Ce jeudi, le Ministre wallon de l’Environnement Carlo DI ANTONIO a été chargé par le Gouvernement wallon de piloter la politique visant à lutter contre les pertes et gaspillages alimentaires.

Carlo DI ANTONIO présentera un projet de programme de lutt contre le gaspillage alimentaire, structurant toutes les initiatives existantes et à venir. Des résultats pourront être atteints grâce à un plan d’actions coordonné à travers les différentes compétences du portefeuille régional. Les pertes et les gaspillages alimentaires sont en effet liés à :

-      la politique des déchets, pour les objectifs de réduction de volume et de choix des traitements,

-      l’agriculture pour le volet production et transformation et la valorisation en filière courte,

-  l’économie sociale, la transformation agroalimentaire, l’économie circulaire,

-      la gestion des banques alimentaires,

-      la prévention santé,

-      la lutte contre la pauvreté,

-      le lien aux communes et aux CPAS,

-      l’emploi,…

Le Ministre DI ANTONIO coordonnera donc les travaux d’un groupe de travail réunissant les Ministres wallons et de la Fédération Wallonie-Bruxelles concernés par le sujet ainsi que les acteurs  de la production, de la transformation, de la distribution, de la consommation, de l’aide aux plus démunis,… Mettre ces opérateurs en réseaux est aujourd’hui un 1er défi à rencontrer.

De la production à la consommation, les possibilités de réduction des pertes alimentaires sont nombreuses. Dans les mesures que Carlo DI ANTONIO présentera, les cantines scolaires et la sensibilisation des plus jeunes occuperont une place de choix. A plus court terme, Carlo DI ANTONIO souhaite développer le concept du Rest – O – Pack en Wallonie et en faire un usage courant.

Le gaspillage alimentaire est constitué des denrées alimentaires définitivement perdues pour la chaîne d’approvisionnement alimentaire, à l’exception de celles qui sont réaffectées à la production de bioproduits ou d’aliments pour animaux, ou destinées à une redistribution. Par «perte alimentaire», il faut comprendre toute réduction de la quantité de nourriture disponible pour la consommation humaine dans le cadre de la chaîne alimentaire.

En Belgique, la perte alimentaire globale est évaluée à 3,6 millions de tonnes par an.

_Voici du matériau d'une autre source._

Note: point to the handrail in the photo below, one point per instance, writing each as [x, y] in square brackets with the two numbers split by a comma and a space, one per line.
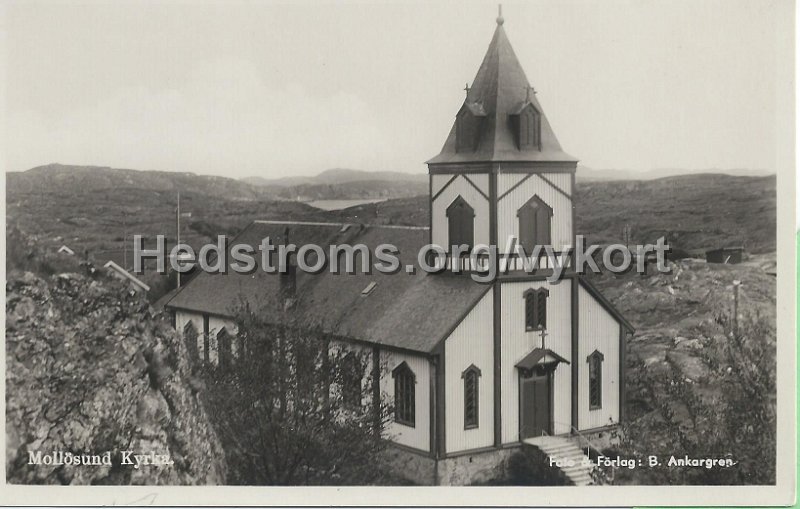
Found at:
[589, 445]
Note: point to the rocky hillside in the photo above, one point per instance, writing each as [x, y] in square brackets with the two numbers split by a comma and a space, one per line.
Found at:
[688, 374]
[62, 178]
[91, 370]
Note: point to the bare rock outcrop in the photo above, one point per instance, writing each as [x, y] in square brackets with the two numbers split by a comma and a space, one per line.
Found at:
[94, 376]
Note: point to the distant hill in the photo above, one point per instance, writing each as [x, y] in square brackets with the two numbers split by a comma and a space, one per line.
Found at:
[81, 179]
[692, 211]
[589, 174]
[339, 176]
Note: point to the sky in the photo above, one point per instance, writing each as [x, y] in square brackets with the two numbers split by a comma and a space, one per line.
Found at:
[278, 89]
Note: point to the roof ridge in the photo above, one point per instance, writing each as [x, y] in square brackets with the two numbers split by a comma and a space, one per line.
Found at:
[318, 223]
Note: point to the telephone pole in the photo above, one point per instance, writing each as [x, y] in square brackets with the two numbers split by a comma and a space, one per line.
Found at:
[178, 235]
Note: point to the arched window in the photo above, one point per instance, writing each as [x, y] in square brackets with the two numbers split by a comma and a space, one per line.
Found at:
[529, 128]
[460, 223]
[224, 341]
[595, 361]
[190, 339]
[352, 373]
[534, 224]
[471, 376]
[404, 397]
[206, 340]
[469, 123]
[536, 308]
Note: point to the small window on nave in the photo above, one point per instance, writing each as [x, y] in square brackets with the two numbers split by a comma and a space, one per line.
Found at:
[404, 395]
[595, 361]
[460, 224]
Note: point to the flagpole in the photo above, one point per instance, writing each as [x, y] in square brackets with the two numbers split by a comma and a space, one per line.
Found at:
[178, 236]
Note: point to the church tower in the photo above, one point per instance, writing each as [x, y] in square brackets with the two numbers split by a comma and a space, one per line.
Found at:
[502, 171]
[502, 175]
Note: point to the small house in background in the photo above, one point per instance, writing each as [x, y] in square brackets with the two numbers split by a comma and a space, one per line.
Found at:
[120, 273]
[725, 255]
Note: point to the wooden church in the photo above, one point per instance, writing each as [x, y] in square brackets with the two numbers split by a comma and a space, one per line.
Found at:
[474, 370]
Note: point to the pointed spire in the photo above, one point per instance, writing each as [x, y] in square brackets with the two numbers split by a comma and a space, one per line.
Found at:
[499, 92]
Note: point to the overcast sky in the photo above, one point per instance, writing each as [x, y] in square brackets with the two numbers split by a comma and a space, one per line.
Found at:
[271, 89]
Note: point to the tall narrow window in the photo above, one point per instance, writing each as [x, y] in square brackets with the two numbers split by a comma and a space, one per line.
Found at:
[471, 376]
[206, 340]
[536, 308]
[404, 397]
[225, 349]
[595, 361]
[534, 224]
[460, 223]
[352, 373]
[529, 123]
[190, 338]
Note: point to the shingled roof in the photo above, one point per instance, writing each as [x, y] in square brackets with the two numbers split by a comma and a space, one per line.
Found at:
[392, 314]
[500, 90]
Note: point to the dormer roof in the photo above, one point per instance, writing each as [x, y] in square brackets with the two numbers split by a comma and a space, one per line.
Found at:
[500, 91]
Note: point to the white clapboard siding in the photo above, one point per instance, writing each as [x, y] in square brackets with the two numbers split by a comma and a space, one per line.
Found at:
[509, 205]
[517, 343]
[598, 330]
[470, 343]
[460, 186]
[418, 436]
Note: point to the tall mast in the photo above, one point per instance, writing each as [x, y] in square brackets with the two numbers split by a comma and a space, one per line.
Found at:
[178, 236]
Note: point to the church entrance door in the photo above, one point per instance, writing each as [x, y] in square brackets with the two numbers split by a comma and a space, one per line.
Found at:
[536, 403]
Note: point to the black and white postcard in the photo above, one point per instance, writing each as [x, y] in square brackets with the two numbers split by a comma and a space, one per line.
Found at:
[327, 253]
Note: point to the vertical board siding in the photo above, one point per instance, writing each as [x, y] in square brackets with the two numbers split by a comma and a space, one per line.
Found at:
[184, 317]
[417, 437]
[508, 180]
[215, 324]
[517, 343]
[470, 343]
[598, 331]
[460, 186]
[507, 221]
[438, 181]
[562, 180]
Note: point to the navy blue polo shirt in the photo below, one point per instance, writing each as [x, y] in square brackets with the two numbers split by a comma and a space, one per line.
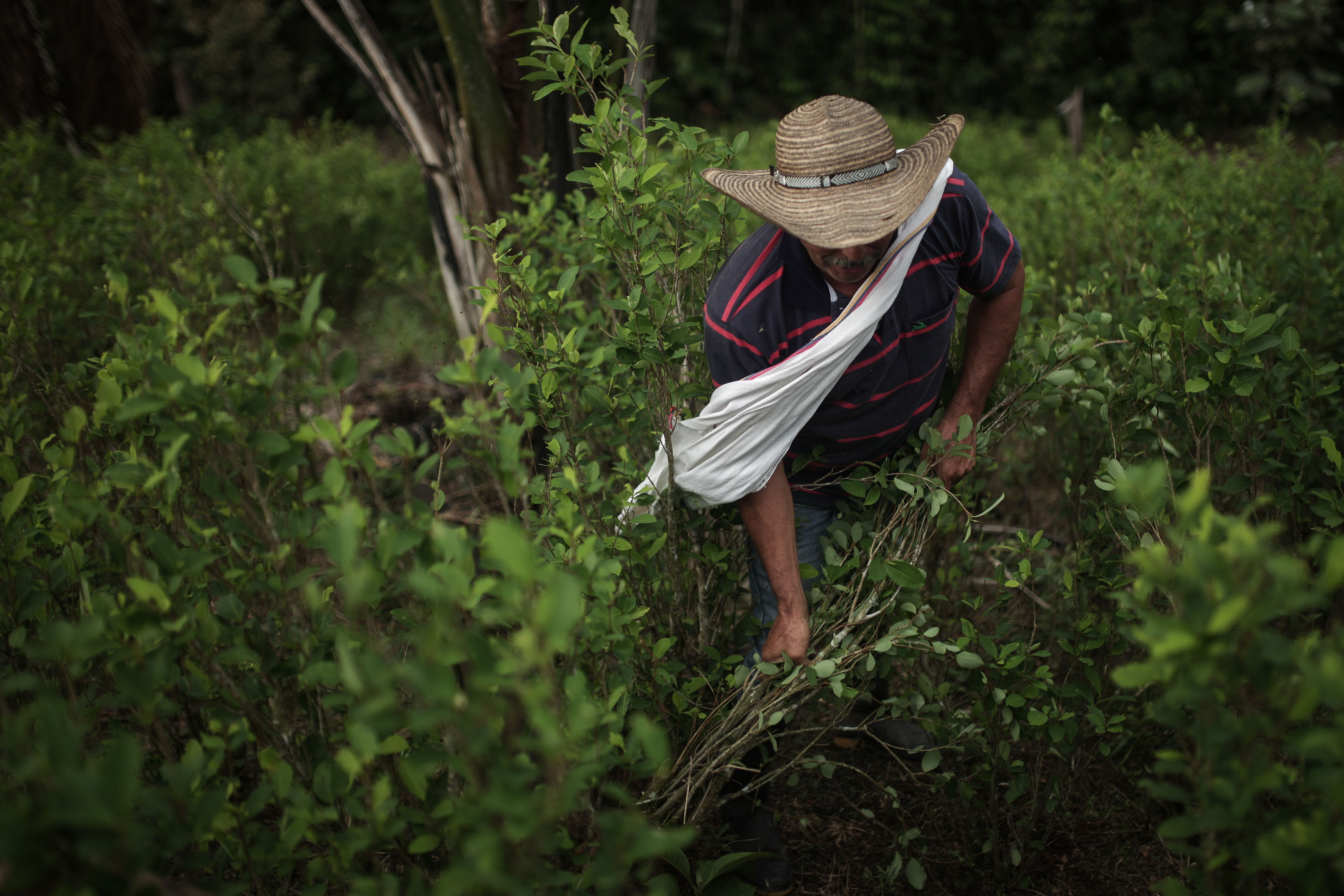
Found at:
[769, 300]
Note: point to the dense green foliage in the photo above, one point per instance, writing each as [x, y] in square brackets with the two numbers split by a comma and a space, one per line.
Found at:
[163, 213]
[263, 645]
[1217, 65]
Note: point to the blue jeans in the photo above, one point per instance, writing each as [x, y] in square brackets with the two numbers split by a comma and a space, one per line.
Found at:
[765, 606]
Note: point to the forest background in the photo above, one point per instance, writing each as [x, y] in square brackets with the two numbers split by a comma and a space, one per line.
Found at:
[308, 589]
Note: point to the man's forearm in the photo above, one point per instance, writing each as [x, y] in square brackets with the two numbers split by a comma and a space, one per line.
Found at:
[769, 519]
[991, 328]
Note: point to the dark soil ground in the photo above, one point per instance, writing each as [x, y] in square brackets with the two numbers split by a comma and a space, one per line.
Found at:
[1100, 841]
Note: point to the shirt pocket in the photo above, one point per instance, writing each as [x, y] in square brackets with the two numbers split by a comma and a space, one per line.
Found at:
[928, 340]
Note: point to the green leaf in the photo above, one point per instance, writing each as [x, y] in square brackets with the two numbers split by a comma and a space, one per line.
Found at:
[549, 89]
[241, 269]
[566, 278]
[968, 660]
[1257, 327]
[1291, 343]
[422, 844]
[139, 406]
[905, 574]
[916, 874]
[312, 303]
[1331, 452]
[689, 257]
[15, 497]
[150, 591]
[344, 369]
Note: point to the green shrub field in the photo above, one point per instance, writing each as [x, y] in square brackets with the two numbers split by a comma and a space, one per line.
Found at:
[263, 637]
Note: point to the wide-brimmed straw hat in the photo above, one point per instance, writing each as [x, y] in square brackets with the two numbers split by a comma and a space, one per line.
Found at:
[838, 179]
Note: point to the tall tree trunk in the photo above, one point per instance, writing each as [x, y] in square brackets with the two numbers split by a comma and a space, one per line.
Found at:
[479, 96]
[644, 26]
[737, 11]
[445, 159]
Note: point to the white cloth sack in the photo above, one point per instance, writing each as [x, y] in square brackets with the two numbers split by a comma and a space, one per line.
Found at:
[733, 448]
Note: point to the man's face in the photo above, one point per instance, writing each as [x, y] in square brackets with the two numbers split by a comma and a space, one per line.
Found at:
[849, 265]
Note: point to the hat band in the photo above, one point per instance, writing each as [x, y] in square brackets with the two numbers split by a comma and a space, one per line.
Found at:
[816, 182]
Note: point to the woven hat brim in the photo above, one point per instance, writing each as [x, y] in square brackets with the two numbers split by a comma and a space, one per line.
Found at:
[849, 215]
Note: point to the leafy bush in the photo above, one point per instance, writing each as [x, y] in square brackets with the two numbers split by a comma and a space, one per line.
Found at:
[163, 211]
[240, 651]
[257, 643]
[1249, 686]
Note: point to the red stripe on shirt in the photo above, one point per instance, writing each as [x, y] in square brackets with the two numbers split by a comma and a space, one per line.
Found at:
[800, 331]
[756, 267]
[756, 292]
[1000, 272]
[897, 342]
[882, 396]
[982, 240]
[894, 429]
[930, 261]
[730, 336]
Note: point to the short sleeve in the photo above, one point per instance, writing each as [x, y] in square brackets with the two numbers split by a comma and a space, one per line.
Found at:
[992, 253]
[732, 358]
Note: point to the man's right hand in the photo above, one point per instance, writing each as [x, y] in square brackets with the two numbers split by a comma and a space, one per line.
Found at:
[788, 636]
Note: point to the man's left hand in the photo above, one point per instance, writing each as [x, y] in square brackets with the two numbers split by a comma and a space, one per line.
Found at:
[953, 468]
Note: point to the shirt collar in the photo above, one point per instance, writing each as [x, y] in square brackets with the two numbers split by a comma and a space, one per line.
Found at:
[803, 283]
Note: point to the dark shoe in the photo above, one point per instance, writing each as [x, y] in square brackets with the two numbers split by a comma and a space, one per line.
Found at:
[752, 831]
[905, 738]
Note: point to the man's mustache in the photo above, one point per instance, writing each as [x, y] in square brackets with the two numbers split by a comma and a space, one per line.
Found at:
[841, 261]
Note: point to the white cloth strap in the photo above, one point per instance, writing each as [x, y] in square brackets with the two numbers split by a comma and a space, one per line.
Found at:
[733, 448]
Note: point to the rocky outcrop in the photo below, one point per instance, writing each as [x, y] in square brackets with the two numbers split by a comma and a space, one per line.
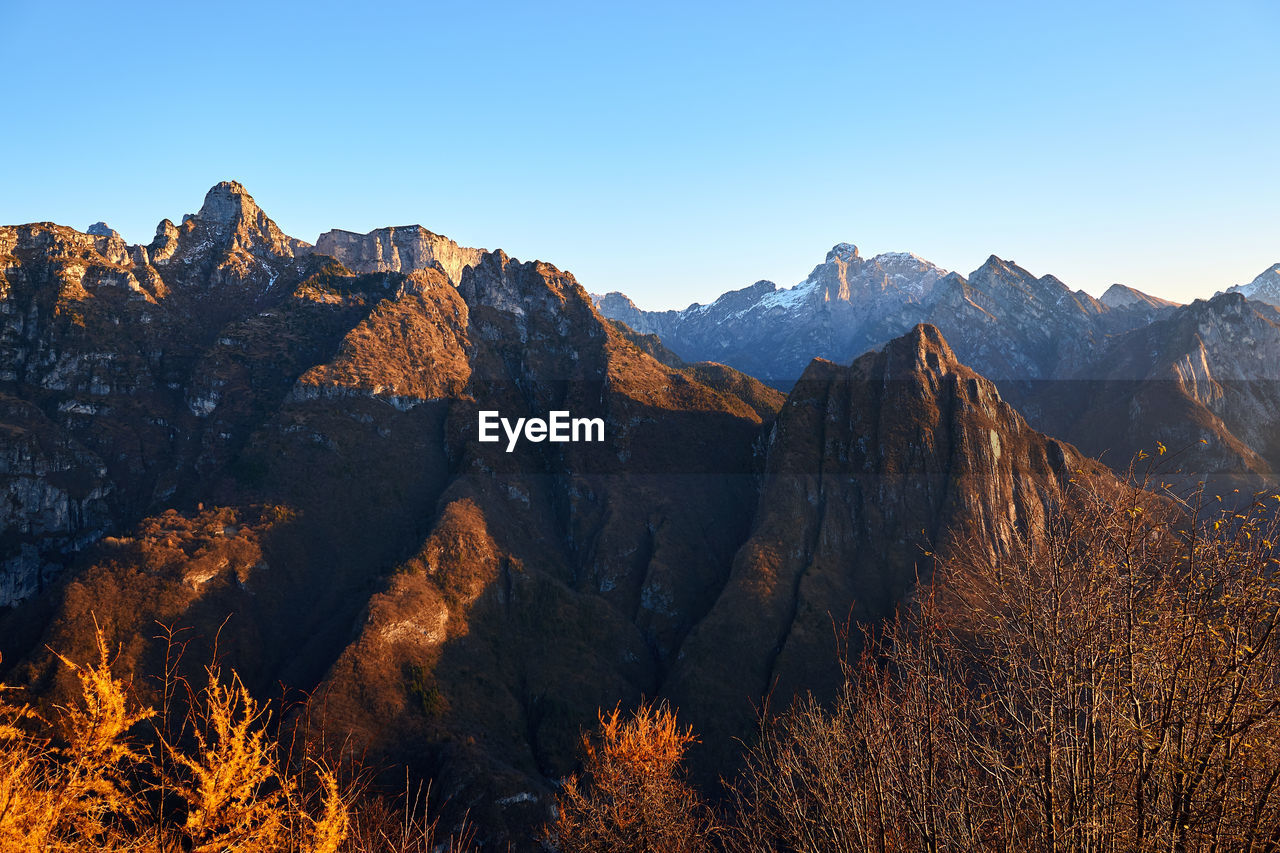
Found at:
[1008, 323]
[872, 470]
[398, 250]
[1264, 288]
[1203, 379]
[257, 430]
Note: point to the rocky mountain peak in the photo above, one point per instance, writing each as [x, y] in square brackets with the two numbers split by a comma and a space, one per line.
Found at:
[1264, 288]
[844, 251]
[997, 268]
[1124, 296]
[398, 249]
[227, 203]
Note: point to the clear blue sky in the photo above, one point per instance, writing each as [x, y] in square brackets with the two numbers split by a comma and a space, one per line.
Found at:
[673, 150]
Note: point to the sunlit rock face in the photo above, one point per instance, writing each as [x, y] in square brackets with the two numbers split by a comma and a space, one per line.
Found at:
[398, 250]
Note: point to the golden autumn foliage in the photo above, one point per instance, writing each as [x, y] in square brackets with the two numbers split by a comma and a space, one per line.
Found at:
[634, 796]
[90, 779]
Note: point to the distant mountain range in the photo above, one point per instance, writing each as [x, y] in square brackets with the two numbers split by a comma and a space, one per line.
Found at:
[273, 445]
[1110, 374]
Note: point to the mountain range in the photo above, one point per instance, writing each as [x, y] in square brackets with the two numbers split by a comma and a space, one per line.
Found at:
[1109, 374]
[270, 447]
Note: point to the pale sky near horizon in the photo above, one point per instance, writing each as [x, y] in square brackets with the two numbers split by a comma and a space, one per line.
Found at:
[675, 150]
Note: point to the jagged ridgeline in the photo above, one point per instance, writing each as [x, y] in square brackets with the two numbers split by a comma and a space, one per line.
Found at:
[273, 446]
[1109, 374]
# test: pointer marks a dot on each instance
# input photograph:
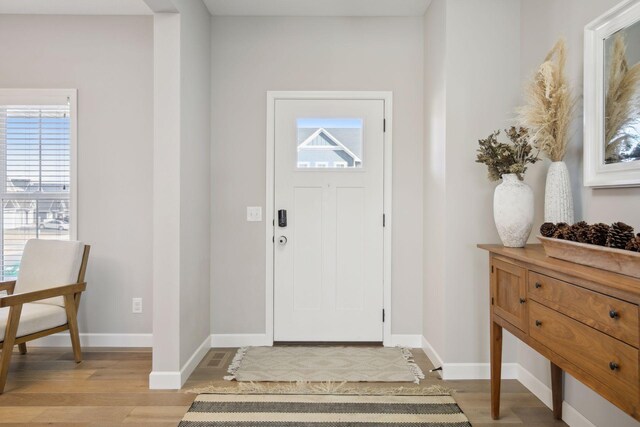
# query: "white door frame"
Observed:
(272, 96)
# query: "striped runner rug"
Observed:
(271, 410)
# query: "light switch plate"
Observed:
(254, 213)
(136, 305)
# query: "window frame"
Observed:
(53, 97)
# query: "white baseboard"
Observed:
(477, 371)
(573, 418)
(95, 340)
(239, 340)
(174, 380)
(409, 341)
(431, 353)
(194, 360)
(466, 371)
(165, 380)
(570, 415)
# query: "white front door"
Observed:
(328, 257)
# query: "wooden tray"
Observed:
(610, 259)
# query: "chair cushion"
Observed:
(47, 264)
(34, 318)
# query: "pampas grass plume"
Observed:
(549, 105)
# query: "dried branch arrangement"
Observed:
(504, 158)
(622, 102)
(549, 105)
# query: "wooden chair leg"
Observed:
(72, 319)
(7, 345)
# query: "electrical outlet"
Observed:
(136, 305)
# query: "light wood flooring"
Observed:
(110, 387)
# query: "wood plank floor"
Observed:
(110, 387)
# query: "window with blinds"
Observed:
(35, 177)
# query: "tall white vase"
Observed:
(513, 211)
(558, 201)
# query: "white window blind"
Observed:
(35, 177)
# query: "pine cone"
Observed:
(619, 235)
(577, 228)
(634, 244)
(548, 229)
(565, 233)
(583, 235)
(598, 234)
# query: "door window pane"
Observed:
(333, 143)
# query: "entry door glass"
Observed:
(328, 265)
(329, 143)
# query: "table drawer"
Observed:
(610, 315)
(609, 360)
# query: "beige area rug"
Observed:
(324, 364)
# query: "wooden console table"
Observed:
(583, 319)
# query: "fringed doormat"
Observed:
(328, 364)
(225, 410)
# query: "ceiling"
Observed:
(224, 7)
(317, 7)
(74, 7)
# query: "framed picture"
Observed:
(612, 98)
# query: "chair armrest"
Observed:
(23, 298)
(8, 286)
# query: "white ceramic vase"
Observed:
(558, 201)
(513, 211)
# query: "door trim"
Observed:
(387, 98)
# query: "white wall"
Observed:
(110, 61)
(182, 195)
(253, 55)
(434, 175)
(195, 188)
(543, 22)
(472, 89)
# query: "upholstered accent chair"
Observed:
(44, 299)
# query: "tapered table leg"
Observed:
(496, 368)
(556, 390)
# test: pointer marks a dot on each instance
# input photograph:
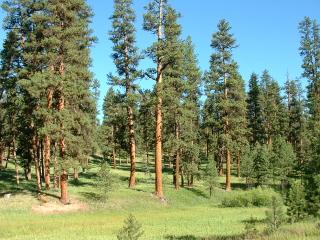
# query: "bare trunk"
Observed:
(177, 170)
(159, 122)
(147, 150)
(75, 173)
(27, 169)
(35, 143)
(64, 187)
(47, 158)
(14, 151)
(228, 175)
(2, 164)
(220, 165)
(56, 183)
(64, 175)
(239, 165)
(132, 181)
(113, 150)
(47, 143)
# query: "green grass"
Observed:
(188, 213)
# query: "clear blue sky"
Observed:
(266, 31)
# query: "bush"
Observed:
(131, 229)
(256, 197)
(296, 202)
(275, 216)
(251, 230)
(106, 180)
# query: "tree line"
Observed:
(266, 133)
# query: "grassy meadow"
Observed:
(187, 214)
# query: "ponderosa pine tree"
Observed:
(126, 58)
(146, 122)
(114, 125)
(52, 36)
(296, 120)
(173, 90)
(227, 87)
(190, 124)
(254, 111)
(273, 110)
(163, 52)
(310, 51)
(282, 161)
(11, 98)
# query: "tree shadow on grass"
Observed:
(191, 237)
(197, 192)
(91, 196)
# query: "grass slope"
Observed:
(187, 214)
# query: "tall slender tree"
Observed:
(227, 87)
(254, 111)
(163, 52)
(126, 59)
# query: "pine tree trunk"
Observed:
(27, 169)
(47, 142)
(113, 150)
(47, 157)
(35, 143)
(220, 165)
(177, 169)
(64, 187)
(132, 140)
(147, 151)
(159, 121)
(56, 183)
(14, 151)
(238, 165)
(228, 175)
(75, 174)
(64, 175)
(1, 157)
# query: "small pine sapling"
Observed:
(211, 176)
(275, 216)
(132, 229)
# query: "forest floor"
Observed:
(188, 214)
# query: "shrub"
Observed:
(296, 202)
(131, 229)
(275, 216)
(251, 230)
(256, 197)
(106, 180)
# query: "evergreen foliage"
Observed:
(132, 229)
(211, 176)
(296, 202)
(275, 216)
(225, 87)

Les ménages wallons jettent chaque année entre 14 et 23 kilos de nourriture par habitant, ce qui représente une perte financière annuelle estimée à 174 euros par ménage. Une analyse sur la composition de la poubelle d’ordures ménagères confirme ces résultats, soit 19 kg/hab/an = 16% de la poubelle résiduelle.

Du point de vue alimentaire, les pertes et le gaspillage sont désastreux, au regard de la problématique de la famine dans le monde qu’eu égard au défi démographique : 9 milliards d'individus peupleront la terre en 2050.

Les pertes alimentaires constituent également une problématique environnementale non négligeable. Les pertes et gaspillages d’aliments sont les troisièmes émetteurs CO2 après les Etats-Unis et la Chine. La consommation d’eau souterraine et de surface liée aux pertes et gaspillages alimentaires est aux alentours de 250 km³, ce qui est l’équivalent de trois fois le volume du lac de Genève.

Finalement, la nourriture produite mais non consommée occupe inutilement plus de 1.4 milliard d’hectares de terre, soit 30% des terres agricoles mondiales.

Pour Carlo DI ANTONIO, ces chiffres témoignent de la nécessité absolue d’agir en matière de gaspillage alimentaire.

Sensibiliser les consommateurs,  réduire les pertes au niveau de la production, travailler sur les processus de transformation des matières premières en denrées alimentaires,  de conservation, de transports vers les lieux de commercialisation, de vente et d’achat dans la distribution sont les axes de travail qui seront développés par le Groupe de travail piloté par Carlo DI ANTONIO.